Throughout her relatively brief career, aviatrix Katherine Stinson wowed crowds around the world, set multiple distance and endurance records and paved the way for future women pilots , including younger sister Marjorie, to follow.
The first of four children in a family that would become deeply entrenched in aviation history, Katherine was born in Fort Payne, Alabama, on February 14, 1891, more than a decade before the Wright brothers famed flight. Raised in Mississippi and eager to pursue a music career, a young adult Katherine became enthralled by the large sums of money paid to barnstormers and exhibition flyers. She conspired to learn to fly in order to finance music training in Europe.
Aviation was in its infancy and piloting was considered adventurous, dangerous, and certainly not ladylike. Convincing her father to help pay for flying lessons was only half the battle; she then had to persuade Chicago’s pioneering instructor Max Lilgenstrand (Max Lillie) to teach her to fly. These hurdles crossed and the family piano sold to pay for lessons in Lillie’s Wright B, Katherine became the fourth American woman to earn a pilot license on July 24, 1912, at the age of 21.
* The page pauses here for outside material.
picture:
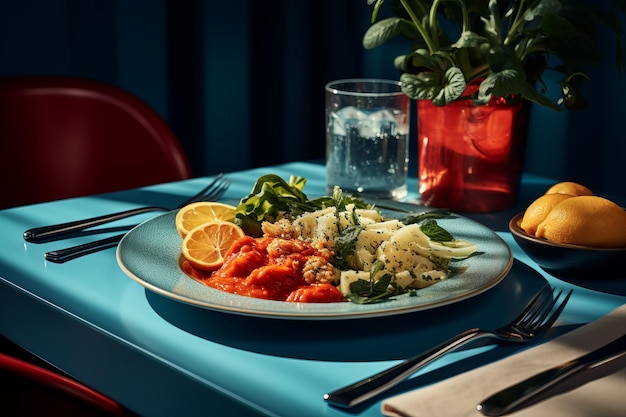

A year later, Katherine was sworn in as the first woman airmail carrier and dropped a mail bag into the Montana State Fair. When air mail became regular service in 1918, Katherine was again the first woman carrier, flying a route from Chicago to New York. She also flew the first air mail route in western Canada, from Calgary to Edmonton.
The Chicago-New York flight turned out to be quite the adventure. Katherine hoped to make the flight in one day, thereby setting a world non-stop distance record, but was low on fuel and had to land short at Binghamton, New York. A rough landing in the muddy landing strip damaged the propeller and a wingtip; the resulting repairs delayed the completion of the mission by a week. Still, the 783-mile, 11-hour flight broke her own American endurance record, set the previous year, and set a new American distance record.
Sister Marjorie and brothers Eddie and Jack soon followed in her footsteps and the family founded a flight school in San Antonio, Texas, in 1915. The brothers kept the airplanes in good working order, their mother handled the business side of things, and the sisters trained a group of Canadian cadets (later known as the Texas Escadrille) for missions in World War 1.
Performing at exhibitions as “the Flying Schoolgirl,” Katherine and her sister Marjorie used the circuit to raise money for the Red Cross’s war effort. On July 18, 1915, at Chicago’s Cicero Field, the same airport where she learned to fly, Katherine became the first woman to perform a loop. She later became the first woman to solo at night and to perform sky writing.
She broke Ruth Law’s distance record in 1917 with a 606-mile flight from San Diego to San Francisco. She also set Canadian distance and endurance records..
Perhaps the highlight of Katherine’s performing career was her 1917 tour of the Orient. Enthralled throngs in Japan and China watched her skillfully execute difficult maneuvers in her Laird biplane. Fans showered her with gifts.
Well known around the world as a daring stunt pilot, Katherine caught people off guard when they saw her in person. Petite at just over 100 pounds, feminine, and attractive by all accounts, she hardly looked like the brash daredevil she was reputed to be.
In 1917, the government banned civilian flying and the Stinson flight school was shuttered. A confident and competent pilot, Katherine unsuccessfully tried to enlist as a pilot in World War One. Rejected, she drove an ambulance and occasionally flew for the Red Cross in France.
After the war, she returned to flying air mail until she contracted tuberculosis in 1920. The illness put an end to her flying career. Katherine later married Miguel (Michael) Antonio Otero, Jr., a former World War One pilot who later became a judge in Santa Fe, New Mexico. Katherine was an award-winning architect, designing homes in Santa Fe, where she died in 1977 at 86 years of age.
Sister Marjorie was the ninth (and youngest at 18) American woman to earn a pilot license and later became the only woman in the U.S. Aviation Reserve Corps. Brother Jack was also a pilot and aircraft mechanic. Brother Eddie went on to found the Stinson Aircraft Company.